Casos sintomáticos em humanos são extremamente raros graças à disponibilidade de intervenções profiláticas. Quando os sintomas se manifestam, o início geralmente mimetiza um quadro gripal, com febre, cefaleia e fadiga, seguido de parestesias na região da mordida. Posteriormente, desenvolvem-se disfunções cerebrais, como ansiedade, agitação, delírios, comportamento anormal e alucinações. A progressão é inexorável, e a taxa de letalidade é praticamente total. Registros de sobrevivência são inferiores a vinte casos, e poucos ocorreram sem profilaxia pré ou pós-exposição.
O manejo adequado de qualquer suspeita de exposição à raiva começa com a limpeza imediata da ferida utilizando agentes virucidas, como povidona-iodo, independente do histórico vacinal do paciente. A redução drástica na incidência de raiva em humanos e animais domésticos nos Estados Unidos desde a década de 1940 é atribuída, em grande parte, à vacinação sistemática de animais domésticos e a políticas eficazes de controle populacional animal. Ainda assim, o vírus persiste na fauna silvestre.
A profilaxia pós-exposição consiste na administração da vacina antirrábica humana – composta por vírus atenuado – que induz à produção de anticorpos neutralizantes em até 10 dias. Essa resposta imune pode ser duradoura, mas é recomendada revacinação periódica em populações de risco elevado. A imunoglobulina humana antirrábica (HRIG), composta por anticorpos IgG humanos, proporciona imunidade passiva e imediata nos primeiros 7 dias pós-exposição, período necessário para que a vacina estimule a resposta ativa. Após esse período, a HRIG não deve ser administrada, pois pode interferir negativamente na resposta vacinal. Em indivíduos previamente vacinados e com títulos protetores comprovados, a HRIG não é indicada pelo mesmo motivo.
Todo paciente com suspeita de exposição ao vírus da raiva deve iniciar PEP imediatamente, independentemente da disponibilidade de testes laboratoriais ou da evolução do animal agressor. A testagem laboratorial de humanos é reservada a casos sintomáticos e deve ser realizada por laboratórios de referência. Nenhum teste diagnóstico possui sensibilidade suficiente isoladamente, sendo necessário utilizar abordagens combinadas. Amostras de saliva podem ser analisadas por cultivo viral ou métodos de amplificação de ácidos nucleicos; soro e líquor podem ser examinados para anticorpos anti-RabV, embora isso não se confunda com os testes de sorologia vacinal. Biópsias de pele também são utilizadas para detecção antigênica em nervos cutâneos na base dos folículos pilosos.

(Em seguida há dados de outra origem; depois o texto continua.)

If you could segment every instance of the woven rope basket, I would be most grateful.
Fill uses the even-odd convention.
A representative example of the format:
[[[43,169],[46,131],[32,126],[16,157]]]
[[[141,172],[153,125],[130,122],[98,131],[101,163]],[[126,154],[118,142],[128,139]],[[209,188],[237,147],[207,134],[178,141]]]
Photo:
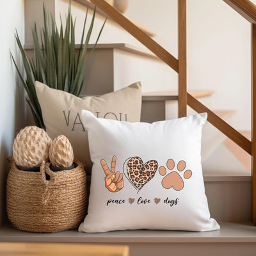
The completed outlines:
[[[34,172],[19,170],[12,157],[8,160],[7,214],[16,228],[56,232],[79,226],[87,206],[86,175],[81,163],[75,159],[75,168],[56,172],[47,163]]]

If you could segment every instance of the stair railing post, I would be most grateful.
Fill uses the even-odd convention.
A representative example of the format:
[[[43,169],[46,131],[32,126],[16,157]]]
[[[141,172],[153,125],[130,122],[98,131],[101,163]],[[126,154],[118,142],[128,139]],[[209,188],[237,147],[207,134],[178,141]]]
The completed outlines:
[[[256,225],[256,24],[252,24],[252,221]]]
[[[178,115],[187,116],[186,0],[178,0],[179,89]]]

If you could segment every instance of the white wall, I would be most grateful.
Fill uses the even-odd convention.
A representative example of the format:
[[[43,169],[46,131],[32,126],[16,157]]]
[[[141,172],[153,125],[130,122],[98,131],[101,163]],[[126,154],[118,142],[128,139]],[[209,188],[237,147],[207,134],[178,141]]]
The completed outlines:
[[[254,1],[254,0],[253,0]],[[66,12],[67,0],[56,1],[56,13]],[[72,2],[77,17],[78,42],[86,8]],[[209,106],[212,109],[236,109],[232,124],[239,130],[250,129],[250,24],[222,0],[188,0],[188,88],[214,90]],[[156,32],[154,39],[177,57],[177,1],[129,0],[125,13]],[[57,21],[58,20],[58,15]],[[99,16],[91,42],[95,40],[103,19]],[[141,46],[109,20],[100,43],[125,42]],[[145,70],[147,72],[147,70]],[[157,70],[156,70],[157,72]],[[177,81],[175,75],[170,79]],[[143,84],[146,86],[147,84]],[[166,84],[157,84],[157,90]],[[147,91],[146,90],[144,90]]]
[[[10,50],[19,60],[14,33],[17,29],[24,42],[24,1],[2,1],[0,3],[0,195],[5,195],[6,156],[12,154],[15,133],[24,125],[23,90],[18,85],[17,74],[12,63]],[[5,201],[0,196],[0,225]]]
[[[129,3],[125,15],[177,57],[177,0]],[[187,26],[188,90],[215,90],[211,108],[236,109],[234,127],[250,130],[250,24],[222,0],[188,0]]]
[[[68,0],[55,1],[59,26],[59,13],[64,17],[68,4]],[[85,10],[86,7],[72,1],[72,15],[77,17],[77,43]],[[232,124],[239,130],[250,130],[250,24],[222,0],[188,0],[187,12],[188,90],[214,90],[209,106],[213,110],[236,109]],[[129,0],[125,14],[156,32],[154,39],[177,57],[177,0]],[[98,15],[91,43],[95,42],[103,20]],[[132,36],[108,20],[99,43],[118,42],[141,47]],[[172,76],[170,83],[156,84],[155,90],[166,90],[169,84],[173,88],[173,81],[177,86],[176,76]],[[147,91],[147,88],[144,90]]]

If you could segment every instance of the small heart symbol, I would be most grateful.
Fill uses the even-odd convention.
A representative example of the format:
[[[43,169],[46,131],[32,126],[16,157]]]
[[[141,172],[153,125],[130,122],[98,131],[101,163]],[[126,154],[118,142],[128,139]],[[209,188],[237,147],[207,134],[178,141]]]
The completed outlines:
[[[129,158],[124,164],[126,164],[126,172],[129,179],[135,188],[141,189],[148,181],[151,180],[158,168],[158,163],[156,160],[150,160],[143,164],[142,159],[138,156]],[[124,173],[125,172],[124,170]]]

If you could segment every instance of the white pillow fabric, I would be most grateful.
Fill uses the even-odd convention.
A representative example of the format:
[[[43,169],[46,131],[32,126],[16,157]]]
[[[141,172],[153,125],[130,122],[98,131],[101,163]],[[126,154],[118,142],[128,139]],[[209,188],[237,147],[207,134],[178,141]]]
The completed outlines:
[[[85,164],[87,172],[92,168],[92,162],[87,132],[81,121],[82,109],[89,110],[97,117],[140,121],[140,82],[100,97],[83,98],[51,88],[38,81],[35,88],[47,134],[52,140],[59,135],[65,135],[73,147],[75,157]]]
[[[219,229],[210,218],[200,163],[206,118],[129,123],[83,110],[93,168],[79,231]]]

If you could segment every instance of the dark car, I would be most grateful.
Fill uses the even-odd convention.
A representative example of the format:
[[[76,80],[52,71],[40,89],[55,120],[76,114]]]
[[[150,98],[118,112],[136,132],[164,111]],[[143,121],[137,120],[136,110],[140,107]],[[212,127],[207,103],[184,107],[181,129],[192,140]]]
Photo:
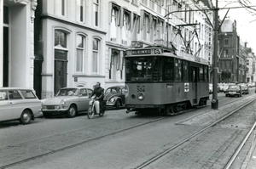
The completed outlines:
[[[241,88],[240,85],[230,85],[226,91],[226,97],[228,96],[241,96]]]
[[[125,92],[126,88],[125,86],[113,86],[107,88],[104,97],[106,106],[112,106],[115,107],[116,109],[119,109],[120,106],[125,105]]]
[[[249,87],[247,84],[241,84],[241,93],[242,94],[248,94],[249,93]]]

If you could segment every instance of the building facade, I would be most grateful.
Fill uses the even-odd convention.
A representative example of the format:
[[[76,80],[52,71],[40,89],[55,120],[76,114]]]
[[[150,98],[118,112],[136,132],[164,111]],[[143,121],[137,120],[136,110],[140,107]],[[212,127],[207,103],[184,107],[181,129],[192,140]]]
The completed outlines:
[[[225,20],[219,33],[218,70],[221,82],[236,82],[239,79],[239,45],[240,38],[236,32],[236,21]]]
[[[36,0],[0,0],[0,87],[33,87]]]
[[[0,0],[0,84],[33,87],[39,99],[63,87],[124,84],[130,48],[173,48],[205,62],[212,53],[212,14],[198,1]]]
[[[104,84],[108,30],[102,3],[38,1],[35,74],[38,83],[35,89],[41,90],[42,99],[53,97],[64,87]]]

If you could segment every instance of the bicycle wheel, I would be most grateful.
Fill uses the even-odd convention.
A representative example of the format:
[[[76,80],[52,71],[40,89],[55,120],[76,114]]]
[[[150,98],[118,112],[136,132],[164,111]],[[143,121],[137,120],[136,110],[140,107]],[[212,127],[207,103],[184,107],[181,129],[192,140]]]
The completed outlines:
[[[87,117],[88,117],[88,119],[91,119],[93,117],[93,115],[94,115],[94,113],[95,113],[95,111],[94,111],[94,106],[90,106],[89,110],[87,111]]]

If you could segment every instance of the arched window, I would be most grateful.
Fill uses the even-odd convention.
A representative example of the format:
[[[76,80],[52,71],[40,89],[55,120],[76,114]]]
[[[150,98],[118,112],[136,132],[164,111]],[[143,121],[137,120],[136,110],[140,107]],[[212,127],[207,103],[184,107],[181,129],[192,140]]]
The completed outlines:
[[[94,25],[99,26],[99,8],[100,8],[100,0],[93,1],[93,18]]]
[[[67,48],[67,34],[60,30],[55,31],[55,47]]]
[[[84,68],[84,51],[85,51],[85,37],[82,35],[77,35],[76,39],[76,71],[83,72]]]
[[[92,48],[92,73],[97,74],[99,70],[99,49],[100,49],[100,40],[93,39],[93,48]]]
[[[76,0],[77,7],[76,7],[76,17],[77,21],[84,22],[85,20],[85,0]]]

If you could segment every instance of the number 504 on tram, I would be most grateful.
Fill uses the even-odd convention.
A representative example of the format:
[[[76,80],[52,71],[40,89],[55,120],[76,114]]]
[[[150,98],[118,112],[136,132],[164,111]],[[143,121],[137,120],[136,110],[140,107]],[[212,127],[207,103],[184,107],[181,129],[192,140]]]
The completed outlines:
[[[127,113],[175,115],[209,99],[208,65],[160,47],[133,48],[125,56]]]

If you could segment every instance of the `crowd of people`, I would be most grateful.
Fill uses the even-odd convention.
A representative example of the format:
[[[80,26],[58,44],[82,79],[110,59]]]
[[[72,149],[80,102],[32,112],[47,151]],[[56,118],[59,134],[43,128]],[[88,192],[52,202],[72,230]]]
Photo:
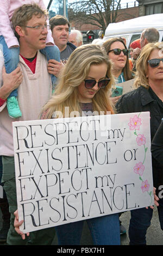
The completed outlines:
[[[162,199],[158,196],[163,184],[163,54],[159,32],[153,28],[143,31],[140,39],[130,45],[129,55],[121,38],[102,45],[83,45],[80,32],[69,34],[66,17],[56,15],[48,20],[42,0],[27,0],[23,5],[20,1],[5,2],[8,8],[0,3],[0,18],[6,20],[2,26],[0,19],[0,242],[51,245],[56,232],[59,245],[80,245],[83,221],[26,235],[19,229],[22,221],[18,218],[12,123],[53,118],[65,107],[105,114],[150,112],[154,196],[163,229]],[[134,78],[135,89],[111,96],[116,86]],[[146,245],[153,211],[153,206],[131,211],[130,245]],[[120,245],[120,235],[126,233],[121,214],[86,220],[95,245]]]

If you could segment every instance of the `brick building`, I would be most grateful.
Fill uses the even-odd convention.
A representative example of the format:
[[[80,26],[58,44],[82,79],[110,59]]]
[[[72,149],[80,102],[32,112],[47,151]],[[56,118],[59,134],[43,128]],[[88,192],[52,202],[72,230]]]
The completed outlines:
[[[132,2],[129,0],[129,3],[121,5],[116,22],[156,13],[163,13],[163,0],[141,0]],[[70,26],[72,29],[78,29],[83,32],[84,41],[86,37],[86,32],[89,31],[95,33],[95,38],[98,37],[99,28],[96,25],[85,24],[84,21],[71,21]]]

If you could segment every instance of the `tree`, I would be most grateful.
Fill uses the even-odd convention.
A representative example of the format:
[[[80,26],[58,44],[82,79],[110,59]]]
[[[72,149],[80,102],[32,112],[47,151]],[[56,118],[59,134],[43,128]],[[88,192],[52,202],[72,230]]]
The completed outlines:
[[[73,2],[69,8],[71,21],[84,21],[96,25],[105,31],[110,23],[115,22],[121,0],[80,0]]]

A sorologia para resposta vacinal é realizada por meio do teste RFFIT (Rapid Fluorescent Foci Inhibition Test), baseado em neutralização viral e detecção fluorescente. Este teste nunca deve ser usado para diagnóstico de infecção. O parâmetro internacionalmente aceito de imunidade vacinal é um título igual ou superior a 0,5 UI/mL, embora a definição exata de imunidade protetora ainda não esteja plenamente estabelecida.

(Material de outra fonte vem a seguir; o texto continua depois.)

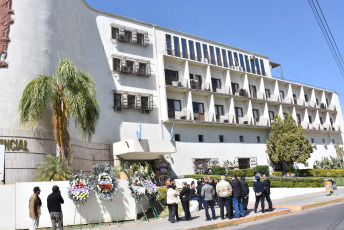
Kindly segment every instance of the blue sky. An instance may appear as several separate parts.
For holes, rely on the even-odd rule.
[[[86,0],[92,7],[257,52],[284,78],[339,93],[344,79],[307,0]],[[344,55],[344,1],[318,0]],[[275,73],[280,75],[280,73]]]

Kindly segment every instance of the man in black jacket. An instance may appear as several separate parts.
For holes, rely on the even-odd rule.
[[[244,208],[242,206],[242,198],[244,197],[244,189],[236,175],[232,176],[232,191],[233,191],[233,209],[235,211],[235,217],[245,217]],[[239,216],[240,211],[240,216]]]
[[[185,220],[191,220],[190,214],[190,189],[188,188],[188,184],[186,182],[182,183],[182,191],[180,192],[180,200],[183,205],[184,213],[185,213]]]
[[[248,194],[250,193],[250,189],[245,181],[245,175],[241,176],[240,183],[244,189],[244,197],[242,198],[242,205],[244,207],[245,214],[247,215],[247,205],[248,205]]]
[[[53,230],[56,230],[56,224],[59,227],[59,230],[63,229],[63,215],[61,209],[61,204],[63,203],[64,200],[61,196],[61,191],[57,185],[54,185],[53,192],[48,196],[47,199],[48,210],[50,213]]]
[[[264,195],[266,198],[266,201],[269,204],[269,211],[272,212],[272,202],[271,202],[271,198],[270,198],[270,185],[271,182],[269,180],[269,178],[264,174],[263,175],[263,179],[264,179],[264,186],[265,186],[265,191],[264,191]]]
[[[254,205],[254,212],[257,213],[257,208],[259,205],[259,202],[261,202],[262,205],[262,213],[264,213],[264,191],[265,191],[265,186],[264,183],[260,181],[260,176],[256,176],[256,182],[253,184],[253,191],[256,196],[256,203]]]

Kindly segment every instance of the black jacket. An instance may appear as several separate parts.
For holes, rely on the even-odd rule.
[[[270,185],[271,185],[271,182],[269,180],[269,178],[266,178],[266,180],[264,180],[264,186],[265,186],[265,192],[267,194],[270,194]]]
[[[254,182],[254,184],[253,184],[253,191],[255,193],[262,193],[262,192],[264,192],[265,191],[264,183],[261,182],[261,181]]]
[[[198,197],[202,197],[201,193],[202,193],[202,187],[203,187],[203,184],[199,184],[197,185],[197,196]]]
[[[189,201],[190,200],[190,189],[183,188],[180,192],[180,200],[181,201]]]
[[[240,183],[242,185],[242,187],[244,188],[244,193],[245,195],[248,195],[250,193],[250,189],[246,183],[246,181],[244,181],[243,179],[240,180]]]
[[[47,199],[49,213],[62,212],[61,204],[63,203],[64,203],[64,200],[60,193],[57,193],[57,192],[51,193]]]
[[[233,190],[232,194],[234,198],[239,199],[245,196],[242,184],[240,183],[238,179],[233,180],[231,185],[232,185],[232,190]]]

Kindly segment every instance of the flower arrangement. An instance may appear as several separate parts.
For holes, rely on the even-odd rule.
[[[87,174],[80,173],[72,174],[69,177],[68,197],[75,203],[83,203],[90,198],[91,183]]]
[[[111,200],[117,188],[113,167],[108,163],[96,164],[92,168],[92,187],[101,200]]]

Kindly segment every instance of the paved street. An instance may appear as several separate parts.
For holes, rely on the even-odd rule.
[[[302,229],[339,230],[344,229],[343,203],[294,212],[287,215],[223,228],[228,230]]]

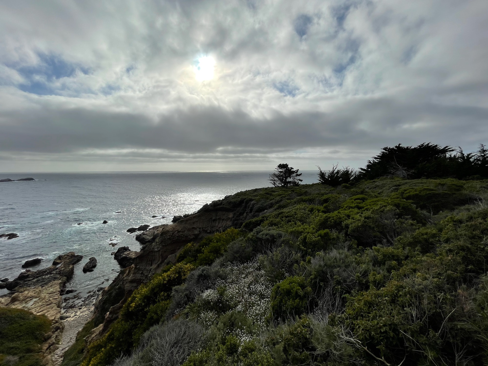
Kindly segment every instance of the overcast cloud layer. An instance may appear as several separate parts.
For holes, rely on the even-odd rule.
[[[0,2],[1,171],[357,167],[487,137],[486,0]]]

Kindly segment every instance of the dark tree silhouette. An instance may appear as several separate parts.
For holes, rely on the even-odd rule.
[[[337,169],[338,164],[332,165],[332,168],[328,172],[319,168],[319,182],[323,184],[328,184],[332,187],[336,187],[341,184],[350,183],[356,176],[356,171],[353,169],[343,166],[342,169]]]
[[[269,175],[269,182],[275,187],[298,185],[303,180],[298,178],[302,175],[299,170],[294,169],[288,164],[278,164],[275,172]]]

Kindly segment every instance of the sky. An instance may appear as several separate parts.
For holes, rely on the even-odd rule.
[[[364,166],[488,144],[486,0],[0,1],[0,171]]]

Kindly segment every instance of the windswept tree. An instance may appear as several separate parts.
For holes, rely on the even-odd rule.
[[[299,170],[288,166],[288,164],[278,164],[275,172],[269,175],[269,182],[275,187],[298,185],[303,181],[298,178],[302,175]]]
[[[356,177],[356,171],[348,166],[338,169],[339,164],[332,165],[332,168],[328,172],[319,168],[319,182],[323,184],[328,184],[332,187],[337,187],[341,184],[350,183]]]

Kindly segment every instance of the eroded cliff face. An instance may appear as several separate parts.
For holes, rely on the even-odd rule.
[[[257,204],[249,196],[240,192],[228,196],[205,205],[196,213],[174,224],[154,226],[136,236],[142,247],[135,256],[134,264],[120,271],[95,304],[94,319],[95,325],[100,325],[90,340],[104,334],[134,290],[174,261],[187,244],[230,227],[240,228],[244,222],[265,213],[272,206]]]
[[[11,290],[0,297],[0,306],[26,310],[46,316],[51,321],[51,329],[41,345],[43,363],[54,366],[53,354],[58,349],[64,325],[61,319],[61,293],[66,282],[73,277],[74,265],[83,256],[70,252],[58,257],[47,268],[26,270],[7,282]]]

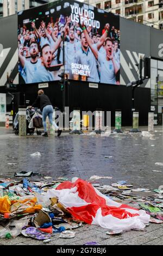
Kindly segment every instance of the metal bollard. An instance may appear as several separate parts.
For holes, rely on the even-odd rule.
[[[89,126],[89,115],[83,115],[83,126],[88,129]]]
[[[27,136],[26,108],[18,108],[18,134],[20,136]]]
[[[122,112],[116,111],[115,112],[115,129],[113,132],[122,133]]]
[[[101,134],[104,132],[102,130],[102,115],[103,112],[101,110],[97,110],[96,111],[95,116],[95,132],[96,134]]]
[[[139,112],[133,111],[133,128],[130,131],[130,132],[141,132],[139,130]]]
[[[10,126],[10,121],[9,121],[9,115],[5,115],[5,127],[7,129],[9,129]]]
[[[154,131],[154,113],[148,113],[148,132]]]
[[[53,114],[53,122],[55,121],[55,109],[54,109]],[[49,122],[49,120],[48,117],[47,117],[46,119],[46,127],[47,128],[48,130],[48,135],[55,135],[55,127],[53,126],[53,125],[51,125]]]
[[[73,130],[70,134],[83,134],[80,130],[80,111],[74,109],[73,112]]]

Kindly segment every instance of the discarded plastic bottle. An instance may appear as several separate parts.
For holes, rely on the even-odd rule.
[[[9,239],[12,237],[10,233],[10,230],[8,228],[4,228],[0,231],[0,238],[7,238]]]
[[[43,240],[43,243],[49,243],[52,241],[52,239],[46,239],[46,240]]]
[[[18,196],[20,196],[21,197],[24,197],[24,196],[26,196],[26,194],[24,190],[20,187],[16,187],[15,188],[14,191],[16,192],[16,194]]]
[[[3,197],[3,188],[0,188],[0,197]]]

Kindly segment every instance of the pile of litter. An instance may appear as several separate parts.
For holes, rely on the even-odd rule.
[[[17,173],[15,177],[31,174]],[[99,225],[114,235],[144,230],[149,222],[163,223],[160,190],[133,189],[123,180],[101,186],[93,180],[105,177],[97,176],[90,182],[44,178],[0,180],[0,238],[21,235],[48,243],[55,233],[60,238],[74,237],[74,229],[86,223]]]

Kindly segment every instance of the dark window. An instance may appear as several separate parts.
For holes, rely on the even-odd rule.
[[[105,10],[111,8],[111,1],[105,2]]]
[[[96,4],[96,8],[100,9],[101,8],[101,3],[98,4]]]
[[[154,5],[154,1],[148,2],[148,7],[152,7],[153,5]]]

A profilaxia e vigilância sorológica só são indicadas em populações de risco elevado, como profissionais de laboratório, veterinários, espeleólogos e indivíduos que trabalham em áreas endêmicas ou com alta exposição a mamíferos silvestres.

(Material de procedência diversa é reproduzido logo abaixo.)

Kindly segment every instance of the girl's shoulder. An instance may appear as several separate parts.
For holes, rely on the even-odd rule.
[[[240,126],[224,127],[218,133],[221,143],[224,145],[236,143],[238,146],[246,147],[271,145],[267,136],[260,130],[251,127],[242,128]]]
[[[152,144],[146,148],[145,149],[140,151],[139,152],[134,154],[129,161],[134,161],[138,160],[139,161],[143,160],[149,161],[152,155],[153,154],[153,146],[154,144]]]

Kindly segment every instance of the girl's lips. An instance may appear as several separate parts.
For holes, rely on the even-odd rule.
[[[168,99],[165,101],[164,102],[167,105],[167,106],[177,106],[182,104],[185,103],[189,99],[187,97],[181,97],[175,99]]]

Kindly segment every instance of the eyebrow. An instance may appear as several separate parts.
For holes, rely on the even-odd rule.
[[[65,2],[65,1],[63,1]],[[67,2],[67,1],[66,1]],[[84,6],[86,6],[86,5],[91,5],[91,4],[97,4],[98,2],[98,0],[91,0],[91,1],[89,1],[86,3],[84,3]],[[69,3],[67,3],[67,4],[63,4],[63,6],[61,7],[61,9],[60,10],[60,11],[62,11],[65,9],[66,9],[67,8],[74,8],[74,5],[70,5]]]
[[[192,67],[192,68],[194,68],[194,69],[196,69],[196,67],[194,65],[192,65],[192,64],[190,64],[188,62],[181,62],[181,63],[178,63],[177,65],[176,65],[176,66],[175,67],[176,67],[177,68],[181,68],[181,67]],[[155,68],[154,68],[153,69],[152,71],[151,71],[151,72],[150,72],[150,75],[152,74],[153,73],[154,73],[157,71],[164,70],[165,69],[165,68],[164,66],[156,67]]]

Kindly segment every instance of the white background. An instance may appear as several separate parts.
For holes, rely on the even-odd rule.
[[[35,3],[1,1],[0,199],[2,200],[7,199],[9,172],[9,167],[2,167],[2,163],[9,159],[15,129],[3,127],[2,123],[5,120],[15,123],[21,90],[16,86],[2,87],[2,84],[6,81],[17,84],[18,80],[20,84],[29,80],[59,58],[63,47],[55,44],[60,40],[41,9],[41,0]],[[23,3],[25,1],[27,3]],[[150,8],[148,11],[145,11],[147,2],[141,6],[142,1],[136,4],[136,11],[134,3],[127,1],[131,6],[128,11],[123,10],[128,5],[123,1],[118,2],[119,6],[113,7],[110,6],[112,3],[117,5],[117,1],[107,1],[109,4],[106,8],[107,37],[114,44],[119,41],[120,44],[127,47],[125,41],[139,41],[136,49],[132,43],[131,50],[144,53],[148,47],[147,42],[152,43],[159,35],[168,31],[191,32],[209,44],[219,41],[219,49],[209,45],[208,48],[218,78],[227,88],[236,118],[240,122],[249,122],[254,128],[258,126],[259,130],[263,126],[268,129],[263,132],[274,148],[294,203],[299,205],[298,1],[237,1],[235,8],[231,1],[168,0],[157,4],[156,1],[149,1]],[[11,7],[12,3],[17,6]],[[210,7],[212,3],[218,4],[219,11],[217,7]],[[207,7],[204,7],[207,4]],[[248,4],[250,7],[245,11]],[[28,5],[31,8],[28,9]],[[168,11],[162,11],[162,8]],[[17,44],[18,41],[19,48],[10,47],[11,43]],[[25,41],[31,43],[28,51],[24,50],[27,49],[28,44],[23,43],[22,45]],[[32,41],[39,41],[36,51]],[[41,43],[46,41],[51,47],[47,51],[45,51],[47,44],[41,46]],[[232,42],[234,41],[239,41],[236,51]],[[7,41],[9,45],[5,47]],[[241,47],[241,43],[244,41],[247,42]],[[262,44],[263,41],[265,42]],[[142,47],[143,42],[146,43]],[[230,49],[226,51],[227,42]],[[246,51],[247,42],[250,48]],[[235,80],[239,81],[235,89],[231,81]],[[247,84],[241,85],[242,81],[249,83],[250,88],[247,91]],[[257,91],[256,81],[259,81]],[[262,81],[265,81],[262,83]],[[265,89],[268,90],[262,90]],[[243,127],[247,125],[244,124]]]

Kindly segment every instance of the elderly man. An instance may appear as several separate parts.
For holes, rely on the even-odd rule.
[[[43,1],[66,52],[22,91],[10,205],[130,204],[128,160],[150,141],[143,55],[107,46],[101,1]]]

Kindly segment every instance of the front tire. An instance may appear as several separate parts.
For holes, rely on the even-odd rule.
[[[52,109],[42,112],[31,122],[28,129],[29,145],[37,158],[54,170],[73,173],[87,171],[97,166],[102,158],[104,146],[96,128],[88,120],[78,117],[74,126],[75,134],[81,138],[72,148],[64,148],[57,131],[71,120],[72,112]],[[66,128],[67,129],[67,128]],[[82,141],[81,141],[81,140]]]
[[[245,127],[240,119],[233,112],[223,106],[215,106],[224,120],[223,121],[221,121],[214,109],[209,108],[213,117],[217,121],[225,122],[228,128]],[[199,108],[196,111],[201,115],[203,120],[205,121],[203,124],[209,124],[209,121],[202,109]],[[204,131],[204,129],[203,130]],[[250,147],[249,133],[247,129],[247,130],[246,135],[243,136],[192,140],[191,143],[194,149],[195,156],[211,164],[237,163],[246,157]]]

Importa entender que a eficácia da prevenção depende da rapidez na administração da PEP e do rigor no seguimento dos protocolos. A exposição à raiva é uma emergência médica, e mesmo uma breve hesitação no início do tratamento pode ter consequências fatais. A confiança no estado vacinal prévio nunca deve substituir as medidas padrão de cuidado inicial. A complexidade imunológica da infecção, a progressão silenciosa durante a incubação e a letalidade quase absoluta após o início dos sintomas constituem uma tríade que exige resposta imediata, meticulosa e bem informada por parte dos profissionais de saúde.